Finally, you should attempt to revise the text to address all four major comments of Referee # 3; and also comment on whether your results can be reconciled with previous findings indicatingTsr2 loading of Rps26 in the nucleus-eg. might Rps26 associate with nuclear pre-40S particles and then undergo a rearrangement in the cytoplasm to help displace Dim2?

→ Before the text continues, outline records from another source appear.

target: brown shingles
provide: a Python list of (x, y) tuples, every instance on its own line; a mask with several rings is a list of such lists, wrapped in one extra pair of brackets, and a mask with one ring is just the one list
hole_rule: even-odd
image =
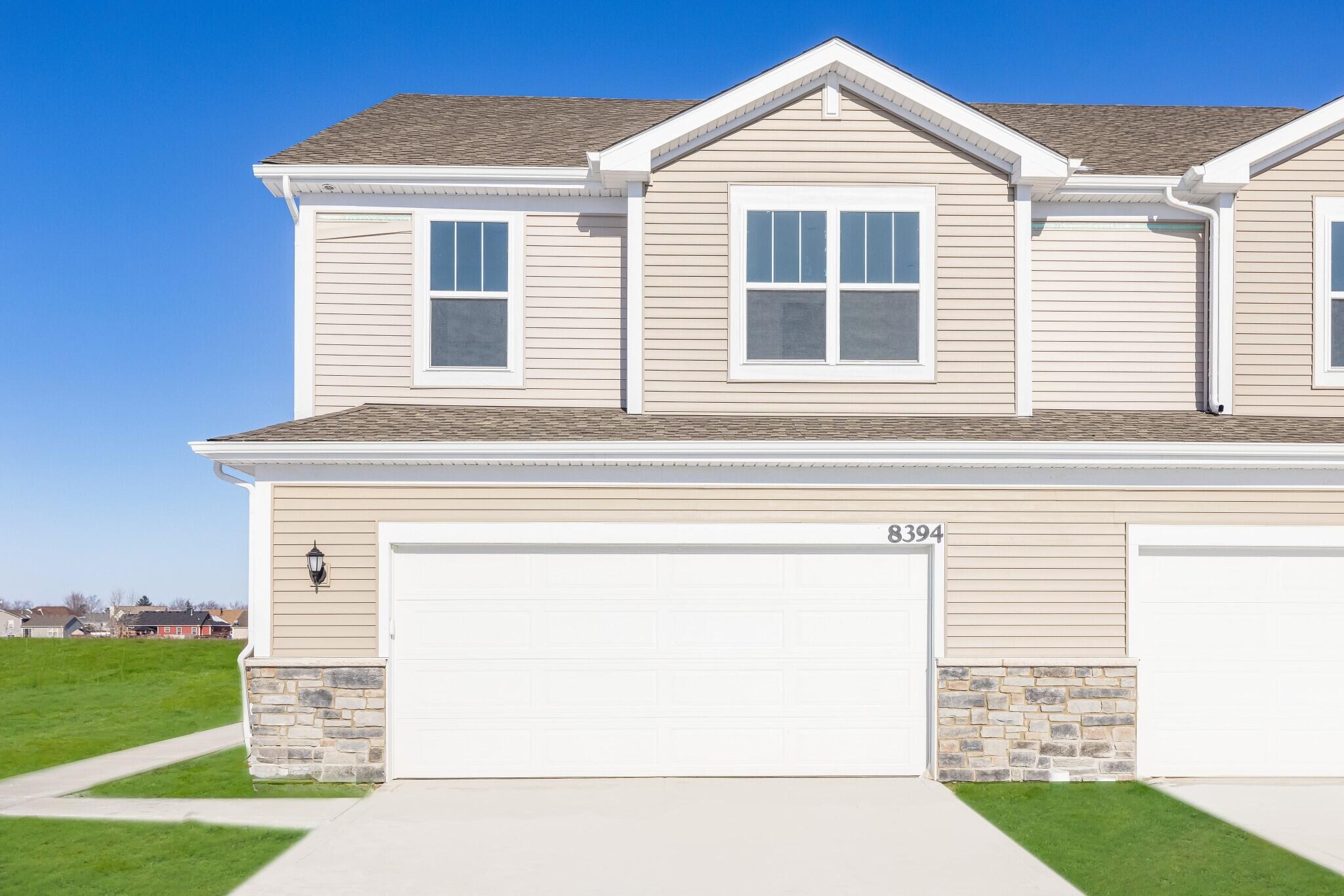
[(1034, 416), (692, 416), (618, 408), (362, 404), (216, 442), (563, 441), (1344, 442), (1344, 418), (1196, 411), (1038, 411)]
[[(581, 167), (694, 99), (398, 94), (267, 164)], [(1302, 114), (1251, 106), (972, 103), (1094, 173), (1180, 175)]]

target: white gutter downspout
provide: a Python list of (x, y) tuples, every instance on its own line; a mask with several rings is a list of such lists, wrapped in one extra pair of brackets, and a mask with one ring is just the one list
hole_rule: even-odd
[[(224, 473), (224, 465), (215, 461), (215, 476), (218, 476), (224, 482), (242, 486), (247, 489), (247, 500), (251, 501), (253, 484), (246, 480), (239, 480), (233, 473)], [(251, 576), (249, 576), (249, 583)], [(250, 602), (249, 602), (250, 603)], [(243, 689), (243, 750), (247, 756), (251, 756), (251, 713), (247, 712), (247, 657), (253, 654), (254, 645), (251, 639), (253, 627), (247, 626), (247, 646), (242, 649), (238, 654), (238, 676), (242, 678)]]
[(1218, 345), (1218, 333), (1222, 332), (1219, 317), (1222, 309), (1218, 302), (1218, 212), (1176, 199), (1171, 187), (1163, 188), (1163, 201), (1172, 208), (1193, 212), (1208, 222), (1208, 239), (1204, 240), (1204, 402), (1210, 414), (1222, 414), (1223, 406), (1218, 402), (1223, 386), (1218, 372), (1223, 352)]
[[(289, 206), (289, 216), (298, 223), (298, 203), (294, 201), (294, 191), (289, 185), (289, 175), (281, 175), (280, 177), (280, 192), (285, 196), (285, 204)], [(215, 476), (219, 476), (216, 472)], [(241, 485), (242, 482), (239, 482)]]

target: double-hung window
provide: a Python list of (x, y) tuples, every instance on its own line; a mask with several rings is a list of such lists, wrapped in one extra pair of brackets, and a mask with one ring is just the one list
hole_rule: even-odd
[(1344, 387), (1344, 196), (1316, 197), (1312, 384)]
[(415, 235), (415, 386), (523, 384), (521, 216), (426, 212)]
[(931, 187), (732, 187), (730, 376), (929, 382)]

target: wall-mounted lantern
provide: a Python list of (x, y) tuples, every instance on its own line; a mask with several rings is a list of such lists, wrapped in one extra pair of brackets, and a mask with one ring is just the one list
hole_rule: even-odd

In our opinion, the timing of association of RPS26 to pre-ribosomal particles is still a matter of debate in yeast, and to our knowledge, has never been studied in human cells. This chronology of association might differ between human and yeast. However we acknowledge that the work of Vikram Panse’s lab on the interplay between Rps26 and Tsr2 should clearly be discussed in this manuscript. Thus, in the introduction section (p.4) , we have added the following paragraph:

“Like RIO2, another ATPase of the same family that intervenes earlier in pre-40S particle maturation, RIO1 adopts different conformations depending on its nucleotide binding state (Ferreira-Cerca et al., 2014). […] One cannot exclude that association of RPS26 to nuclear precursors might be highly labile and becomes more stable only during later maturation steps, but evidence is still lacking to date for the presence of human RPS26 in early precursors.”

Reviewer #1:

Previous work has implicated NOB1 in the final processing of the 18S rRNA precursor in cytoplasmic 40S pre-ribosomes, and showed that DIM2 restricts this endonucleolytic cleavage activity. It was also shown previously that Rio1 and Rps26 are necessary for cleavage by Nob1, and for release of Dim2 and Nob1 from the mature 40S particle. This paper presents cryo-EM structures of 40S subunits affinity-purified with a catalytically defective form of Rio1, in two major states. State A contains Nob1 and Dim2 but lacks Rps26 as well as density for the mutant Rio1-kd protein itself; and it has unprocessed 18S rRNA. Dim2 is seen to interact with the site of Nob1 cleavage in this state. State B lacks Nob1 and Dim2 but contains both Rps26 and Rio1-kd, and the 18S rRNA is processed. These findings suggest that these structures represent the final two steps in 18S rRNA processing, which appear to occur on 40S pre-ribosomes rather than in 80S complexes as seen in yeast. Comparing the two structures predicts a steric clash between Rio1 and Dim2, which might initiate Dim2 dissociation and attendant Rps26 binding to replace Dim2, as Rps26 occupies the same position on the 40S as Dim2. A role for Rps26 in stimulating 18S rRNA cleavage, presumably by preventing Dim2 association and steric hindrance of Nob1 access to the cleavage site, was provided by si-RNA knockdown of Rps26, which decreases the cleavage of 18S rRNA, while increasing occupancy of Nob1 and Dim2 in the pre-40S particles. In state B, Rio1-kd is bound to ADP and its Asp-D341 carries a phosphate group, suggesting that the kd mutation does not prevent ATP binding and hydrolysis, but rather release of the products of ATP hydrolysis. Supporting this inference, they show that adding ATP or non-hydolyzable AMP-PNP confers similar amounts of 18S rRNA cleavage in the pre-ribosomes affinity purified in association with Rio1-kd. Together, these results suggest the model that Rio1 and Rps26 function in a coordinated manner to displace Dim2 and enable access of Nob1 to the cleavage site, and that completion of ATP hydrolysis is necessary for release of Rio1 from the final, mature 40S subunit.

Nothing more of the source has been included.